Tüm manevi merkezlerden yayın gelir; ilahi merkezlerden, sürekli kalplere gönderirler, yayın dalgaları.
Yüce Allah’tan gelir sürekli. Kesinti yok, Peygamber (sav)’den sürekli kesintisiz yayın gelir. Ama biz hazır
değiliz, kalbimizde çok fazla parazit var. Duyamıyoruz. Duyabilsek, dış dünyayla… bağlantımızı kesebilsek
ve içimize dönebilsek bir an bile olsa o ilahi dalgaları yakalayabiliriz. Ama siz sadece mesela bir harf veya
bir kelime tutabilirsiniz. Anlamı tamamlamaya çalışmalısınız. Sürekli gelir. Estaizu Billah “Hem Allah’tan korkun Allah size ilim öğretiyor” (2:282) “Rabbiniz’den korkun Allah size
ilim öğretiyor.” Sürekli öğretiyor, sonsuz. Durmaz, ilimler gelir Allah’tan! Eğer bunu kabul etmeye
hazırsanız, ama biz hazır değiliz. Biz dış dünyamızla meşgulüz, iç dünyamıza dönemiyoruz. Bu şöyledir;
ilimler kalbimize geliyor, ama biz yakalayamıyoruz gidiyor.

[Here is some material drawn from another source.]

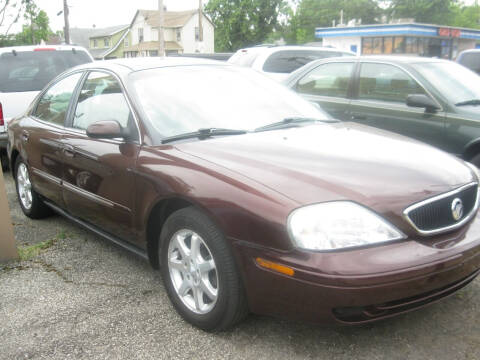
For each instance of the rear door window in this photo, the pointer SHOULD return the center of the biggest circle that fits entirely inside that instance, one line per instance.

G: Bu ilim herkesin mi kalbine gelir? M: Her insanın. Bu radyo diğer radyonun aldığını yayını alamaz. Biri
açık, diğeri kapalı. Sadece bazı kalpler açıktır, bazıları kapalı. Açık olanlar yayını alabilir. Çalışır halde olan
alır, düğmesi açık olan alır. Kapalı olan. Evet. G: Hala aynı sorun var bende. Ne yapacağımızı bilemedik.
M: Kim? G: Türkiye’deki bu Şeyh. M: Ne diyor?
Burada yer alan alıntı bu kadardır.